Добрых два часа остатки земного флота потратили на борьбу с собственными кораблями, гоняясь за вышедшими из повиновения космолетами. Каждый пятый им настичь так и не удалось: одни направились прямым курсом на Солнце, другие умчались в неведомом направлении, кое-кто врезался в Венеру.
Когда уцелевшие корабли левого крыла были собраны, ступившие на их борт ничего не подозревавшие спасательные отряды ужаснулись. Семьдесят пять процентов личного состава каждого корабля потеряли человеческий облик, превратившись в безумных кретинов. На многих кораблях не осталось ни одного нормального человека.
Одни, застав такую картину, кричали от ужаса и ударялись в панику, других рвало и они спешили отвести глаза. Один из офицеров, с первого взгляда сориентировавшись в ситуации, выхватил атомный пистолет и пристрелил всех безумцев.
Адмирал фон Блумдорфф был конченым человеком: узнав о самом худшем, он разом превратился в жалкую, с трудом передвигающуюся развалину, способную лишь на бесполезную ярость. К нему привели одного из безумных, и адмирал отшатнулся.

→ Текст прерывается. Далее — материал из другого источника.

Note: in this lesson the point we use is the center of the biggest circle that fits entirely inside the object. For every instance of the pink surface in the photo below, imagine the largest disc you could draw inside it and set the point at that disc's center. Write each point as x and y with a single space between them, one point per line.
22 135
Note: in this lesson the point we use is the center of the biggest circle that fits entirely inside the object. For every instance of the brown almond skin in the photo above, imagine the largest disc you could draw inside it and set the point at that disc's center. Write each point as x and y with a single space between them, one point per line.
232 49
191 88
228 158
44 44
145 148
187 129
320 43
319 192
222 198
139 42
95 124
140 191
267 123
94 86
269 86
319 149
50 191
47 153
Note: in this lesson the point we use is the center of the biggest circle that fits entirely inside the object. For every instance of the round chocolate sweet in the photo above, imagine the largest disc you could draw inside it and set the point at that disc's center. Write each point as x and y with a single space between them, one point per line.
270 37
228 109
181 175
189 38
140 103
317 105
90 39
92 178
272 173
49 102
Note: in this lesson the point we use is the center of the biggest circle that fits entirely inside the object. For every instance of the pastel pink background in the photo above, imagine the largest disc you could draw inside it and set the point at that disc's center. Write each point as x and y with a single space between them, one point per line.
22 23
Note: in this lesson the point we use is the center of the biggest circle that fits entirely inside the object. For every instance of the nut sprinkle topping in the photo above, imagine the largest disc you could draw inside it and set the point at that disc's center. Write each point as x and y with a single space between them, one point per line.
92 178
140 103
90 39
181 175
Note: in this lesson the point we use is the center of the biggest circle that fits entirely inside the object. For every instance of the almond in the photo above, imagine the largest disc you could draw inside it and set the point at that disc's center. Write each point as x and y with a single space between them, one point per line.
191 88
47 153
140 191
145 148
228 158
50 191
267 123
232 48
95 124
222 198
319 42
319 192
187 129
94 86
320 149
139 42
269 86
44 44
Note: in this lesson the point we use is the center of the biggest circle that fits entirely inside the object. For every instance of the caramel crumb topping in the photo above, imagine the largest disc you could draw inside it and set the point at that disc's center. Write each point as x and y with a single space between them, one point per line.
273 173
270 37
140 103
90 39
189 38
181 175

Карл Франтер поднял на него покрасневшие глаза.
— Ну, адмирал, Вы удовлетворены?
Но адмирал не стал отвечать. Он выхватил пистолет и прежде чем кто-либо успел остановить его выстрелил себе в висок.
* * *
И вновь Карл Франтор стоял перед Президентом. Его доклад был четок, и не вызывало сомнений, какой курс предстоит теперь избрать землянам.
Президент Дебю покосился на одного из безмозглых, доставленного сюда в качестве образца.
— Мы проиграли, — произнес он. — Нам приходится согласиться на безоговорочную капитуляцию... Но придет день...
Его глаза вспыхнули при мысли о возмездии.
— Нет, господин Президент, — зазвенел голос Карла. -Такой день не наступит. Мы должны предоставить вене-рианам то, что им причитается, — свободу и независимость. Пусть прошлое останется прошлым. Да, многие погибли, но это расплата за полувековое рабство венериан. Пусть этот день станет началом новых отношений в Солнечной системе.
Президент в задумчивости склонил голову, потом вновь поднял ее.
— Вы правы, — твердо заявил он. — О мести не должно быть и мысли.
Два месяца спустя мирный договор был подписан, и Венера обрела то, чего добивалась, — свободу и независимость. И одновременно с подписанием договора крутящееся пятнышко устремилось к Солнцу. Оно несло груз -оружие, слишком ужасное для применения.
ИСТОРИЯ[40]
Худощавая рука Уллена легко и бережно водила стилом по бумаге; близко посаженные глаза помаргивали за толстыми линзами. Световой сигнал загорался дважды, прежде чем он ответил:
— Это ты, Тшонни? Входи, пожалуйста.
Уплен добродушно улыбнулся, его сухощавое марсианское лицо оживилось.
— Садись, Тшонни... но сперва приспусти занавески. Сферкание фашего огромного семного солнца растрашает. Ах, совсем-совсем хорошо, а теперь сатись и посити тихотихо немношко, потому што я санят.